Lucara Diamond Corp. said it has secured $220 million in financing to help take the Karowe Mine in Botswana underground and extend its life by about 20 years.
Karowe is responsible for producing some of the most significant diamonds recovered in recent years, including the 1,109-carat “Lesedi La Rona,” which Graff bought for $53 million, and a 1,758-carat diamond that Louis Vuitton is turning into jewelry.
The credit-approved senior debt facilities include two tranches: $170 million to go toward the development of the underground mine and $50 million to support the ongoing operation of the open pit.
The underground expansion has an estimated capital cost of $514 million and is expected to take five years. The balance of development capital for the project is expected to come from cash flow from the mine’s ongoing open-pit operations.
In a statement announcing the financing, Lucara President and CEO Eira Thomas called securing the financing “an important achievement for Lucara and a strong endorsement of our underground expansion plans.”
She said the loans will supplement the cash flow from the open-pit portion of Karowe for the next five years and will extend the life of the mine from 2025 to at least 2040.
The five lenders on the $220 million financing facility for Lucara are: ING Bank N.V., Natixis, the London branch of Societe Generale, Africa Finance Corp., and Afreximbank.

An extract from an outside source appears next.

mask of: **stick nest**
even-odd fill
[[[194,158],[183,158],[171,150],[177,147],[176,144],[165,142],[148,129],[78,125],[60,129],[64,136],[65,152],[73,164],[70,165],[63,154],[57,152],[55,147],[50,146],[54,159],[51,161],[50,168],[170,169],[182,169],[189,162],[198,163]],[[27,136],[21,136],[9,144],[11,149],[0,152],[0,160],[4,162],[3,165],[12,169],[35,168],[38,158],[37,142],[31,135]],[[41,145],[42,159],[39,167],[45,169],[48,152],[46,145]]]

Thomas described them as having “significant mining and metals track records and experience in Africa.”
Closing on the facilities is subject to completion of definitive documentation and the satisfaction of certain terms and conditions, including Know Your Customer (KYC) checks.
The target closing date for the financing package is mid-2021, with financing expected to be in place by the second half of the year.
Lucara made the financing announcement the day before it released its first-quarter 2021 results.
Revenues totaled $53.1 million, or $579 per carat sold, for the miner in Q1. Net income was $3.4 million.
That is a significant improvement over Q1 2020, when the onset of the pandemic limited sales to $34.1 million and caused Lucara to record a loss of $3.2 million.
First-quarter 2021 results also are up when compared with 2019, when Lucara reported revenues of $48.7 million, or $512 per carat sold. Net income for the latter, however, was higher at $7.4 million.
The company said overall, the diamond market started 2021 in its healthiest position in five years following strong holiday seasons in the United States and China, and careful rough supply management by producers, which has helped to recalibrate polished inventories.